クリムト《アデーレ・ブロッホ=バウアーの肖像 I》―奪われた名をめぐる、芸術を超えた“人間の尊厳”の物語

国を相手取った闘い

マリアはオーストリア政府を相手取り、作品の返還を求めて訴訟を起こす。マリアの決意には感情だけでなく、明確な根拠があった。

亡命先のスイスで亡くなったアデーレの夫フェルディナントは、遺言で自らの資産の相続人として甥や姪を指名していた。その中には、愛する姪であるマリア・アルトマンの名もあった。つまり彼女は、《アデーレ・ブロッホ=バウアーの肖像 I》の正式な相続人だったのだ。

にもかかわらず、オーストリア政府は「アデーレの遺言により作品は寄贈された」と主張し、返還を拒んだ。その遺言の文面は“夫への希望”として書かれたもので、法的拘束力を持つ遺贈ではなかった。

裁判は長期化し、ついにはアメリカ合衆国最高裁まで持ち込まれた。2004年、最高裁は歴史的な判断を下す。「個人は外国政府を相手取って訴訟を起こすことができる」と。この判決により、マリアの訴えは正式に認められた。

彼女は語った。

「これはただの絵ではない。家族の記憶であり、失われた尊厳を取り戻すための闘いなのです。」

名を取り戻すということ

2006年、長い闘いの末、ついに《アデーレ・ブロッホ=バウアーの肖像 I》を含む5点のクリムト作品が返還された。

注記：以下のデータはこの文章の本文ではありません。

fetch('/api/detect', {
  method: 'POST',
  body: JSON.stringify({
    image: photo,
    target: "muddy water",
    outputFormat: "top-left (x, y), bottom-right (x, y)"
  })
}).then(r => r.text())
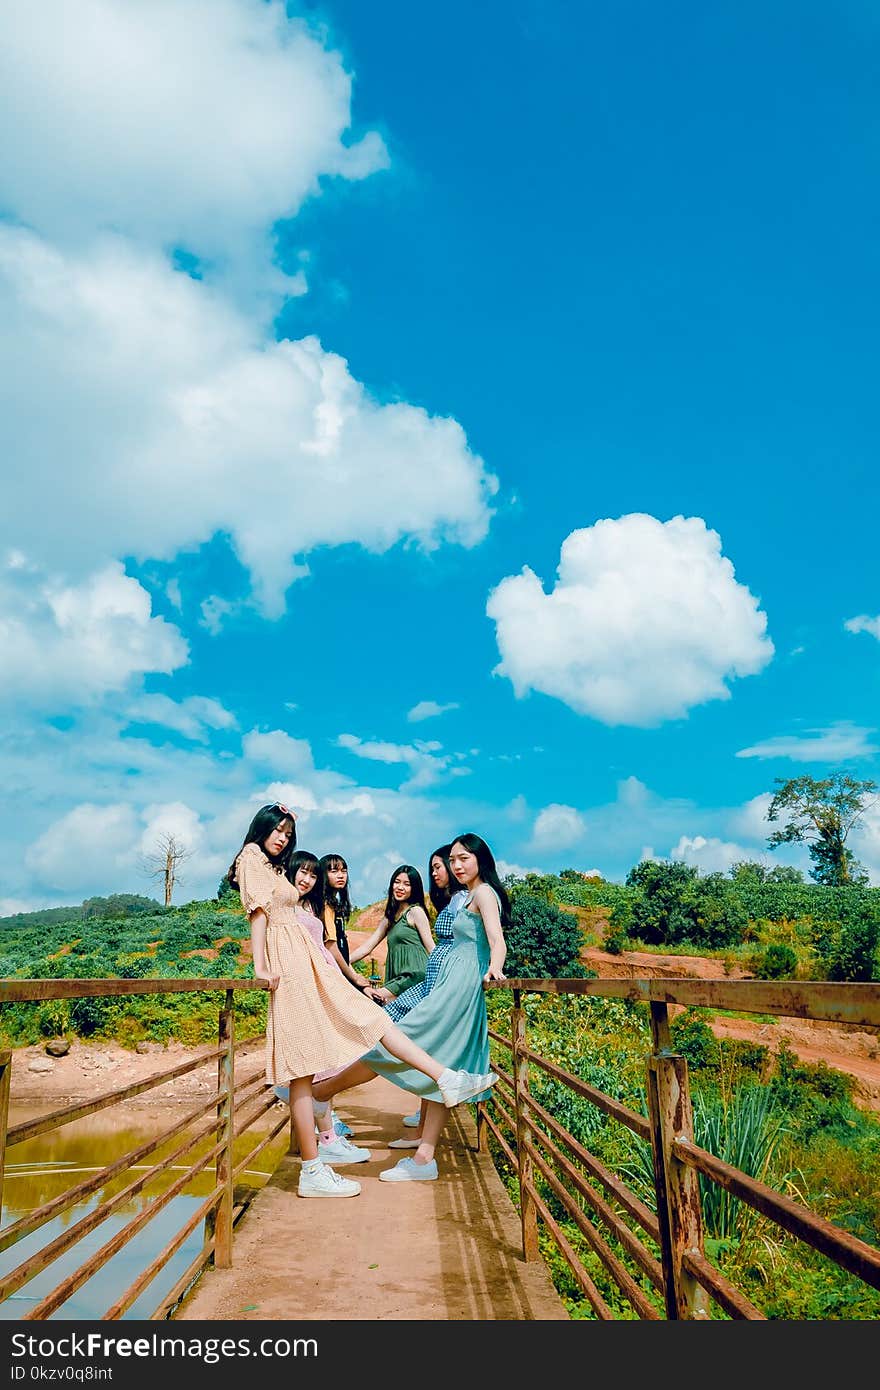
top-left (2, 1099), bottom-right (290, 1321)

2006年3月、ウィーンで絵画「アデーレ・ブロッホ=バウアー」に別れを告げるポスター 2006年3月、ウィーンで絵画「アデーレ・ブロッホ=バウアー」に別れを告げるポスター。, Public domain, via Wikimedia Commons.

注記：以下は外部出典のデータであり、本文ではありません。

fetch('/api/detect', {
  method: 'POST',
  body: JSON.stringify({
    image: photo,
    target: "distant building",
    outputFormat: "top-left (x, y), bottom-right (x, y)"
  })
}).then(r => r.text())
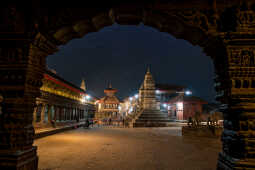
top-left (168, 95), bottom-right (208, 120)
top-left (33, 69), bottom-right (96, 129)
top-left (133, 68), bottom-right (171, 127)
top-left (155, 84), bottom-right (186, 111)
top-left (139, 67), bottom-right (158, 110)
top-left (80, 78), bottom-right (86, 91)
top-left (95, 84), bottom-right (120, 120)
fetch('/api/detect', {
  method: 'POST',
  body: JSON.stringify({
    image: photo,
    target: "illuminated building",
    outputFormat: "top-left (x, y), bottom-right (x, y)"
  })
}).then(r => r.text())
top-left (33, 69), bottom-right (96, 129)
top-left (95, 84), bottom-right (120, 120)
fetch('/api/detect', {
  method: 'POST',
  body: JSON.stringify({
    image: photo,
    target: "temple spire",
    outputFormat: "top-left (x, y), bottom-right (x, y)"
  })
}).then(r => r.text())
top-left (147, 66), bottom-right (150, 74)
top-left (108, 82), bottom-right (112, 89)
top-left (80, 78), bottom-right (86, 91)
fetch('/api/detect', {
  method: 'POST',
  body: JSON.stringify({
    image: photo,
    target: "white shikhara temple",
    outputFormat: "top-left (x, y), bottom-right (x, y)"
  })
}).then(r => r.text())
top-left (133, 68), bottom-right (171, 127)
top-left (139, 67), bottom-right (159, 110)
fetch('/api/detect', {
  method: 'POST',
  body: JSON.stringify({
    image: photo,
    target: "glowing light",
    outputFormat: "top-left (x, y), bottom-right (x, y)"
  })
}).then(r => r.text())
top-left (86, 95), bottom-right (91, 100)
top-left (134, 94), bottom-right (139, 99)
top-left (185, 90), bottom-right (192, 95)
top-left (129, 97), bottom-right (133, 101)
top-left (156, 90), bottom-right (160, 94)
top-left (177, 102), bottom-right (183, 110)
top-left (163, 103), bottom-right (167, 108)
top-left (118, 106), bottom-right (121, 110)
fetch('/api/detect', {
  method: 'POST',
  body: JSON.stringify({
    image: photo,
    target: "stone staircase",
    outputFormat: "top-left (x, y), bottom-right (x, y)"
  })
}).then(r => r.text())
top-left (132, 109), bottom-right (174, 127)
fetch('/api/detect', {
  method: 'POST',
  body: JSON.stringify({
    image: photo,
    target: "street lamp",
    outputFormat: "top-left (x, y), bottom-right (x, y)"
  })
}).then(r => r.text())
top-left (134, 94), bottom-right (139, 99)
top-left (185, 90), bottom-right (192, 95)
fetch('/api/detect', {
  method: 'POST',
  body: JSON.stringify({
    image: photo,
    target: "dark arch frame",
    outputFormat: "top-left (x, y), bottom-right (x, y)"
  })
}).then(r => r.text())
top-left (1, 1), bottom-right (255, 169)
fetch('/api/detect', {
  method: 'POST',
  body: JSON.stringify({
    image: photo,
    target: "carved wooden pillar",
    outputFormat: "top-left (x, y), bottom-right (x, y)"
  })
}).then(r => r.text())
top-left (0, 43), bottom-right (40, 170)
top-left (0, 8), bottom-right (57, 168)
top-left (208, 37), bottom-right (255, 169)
top-left (0, 36), bottom-right (39, 169)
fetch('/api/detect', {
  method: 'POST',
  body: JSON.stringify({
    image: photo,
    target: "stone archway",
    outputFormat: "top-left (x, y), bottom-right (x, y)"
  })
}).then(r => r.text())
top-left (1, 1), bottom-right (255, 169)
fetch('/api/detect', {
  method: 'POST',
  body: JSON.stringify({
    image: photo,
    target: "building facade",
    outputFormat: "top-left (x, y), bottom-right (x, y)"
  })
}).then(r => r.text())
top-left (33, 70), bottom-right (95, 129)
top-left (95, 84), bottom-right (120, 120)
top-left (167, 95), bottom-right (208, 120)
top-left (155, 84), bottom-right (186, 111)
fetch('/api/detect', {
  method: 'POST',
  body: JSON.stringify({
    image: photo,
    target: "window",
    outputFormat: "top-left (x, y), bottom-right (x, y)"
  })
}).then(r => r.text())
top-left (243, 80), bottom-right (249, 88)
top-left (235, 80), bottom-right (241, 88)
top-left (252, 80), bottom-right (255, 88)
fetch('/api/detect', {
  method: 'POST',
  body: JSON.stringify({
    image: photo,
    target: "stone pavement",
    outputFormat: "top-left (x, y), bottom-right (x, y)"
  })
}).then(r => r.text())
top-left (34, 122), bottom-right (84, 139)
top-left (35, 127), bottom-right (221, 170)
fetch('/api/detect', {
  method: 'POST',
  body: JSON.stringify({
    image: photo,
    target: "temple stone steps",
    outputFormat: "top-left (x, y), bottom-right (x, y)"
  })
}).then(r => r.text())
top-left (132, 109), bottom-right (173, 127)
top-left (135, 119), bottom-right (172, 122)
top-left (133, 122), bottom-right (168, 127)
top-left (139, 115), bottom-right (168, 118)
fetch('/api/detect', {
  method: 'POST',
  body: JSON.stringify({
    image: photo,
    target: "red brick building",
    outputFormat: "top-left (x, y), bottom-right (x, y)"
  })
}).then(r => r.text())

それは、単なる所有権の回復ではなく、「名前を取り戻す」ことそのものだった。ナチス時代にユダヤ人の姓を消すため、「ブロッホ=バウアー」という名は作品から抹消されていた。

アデーレの名前が戻ったことで、絵は本来のタイトル《アデーレ・ブロッホ=バウアーの肖像 I》を正式に取り戻す。それは、失われた記憶と尊厳を蘇らせる象徴的な出来事だった。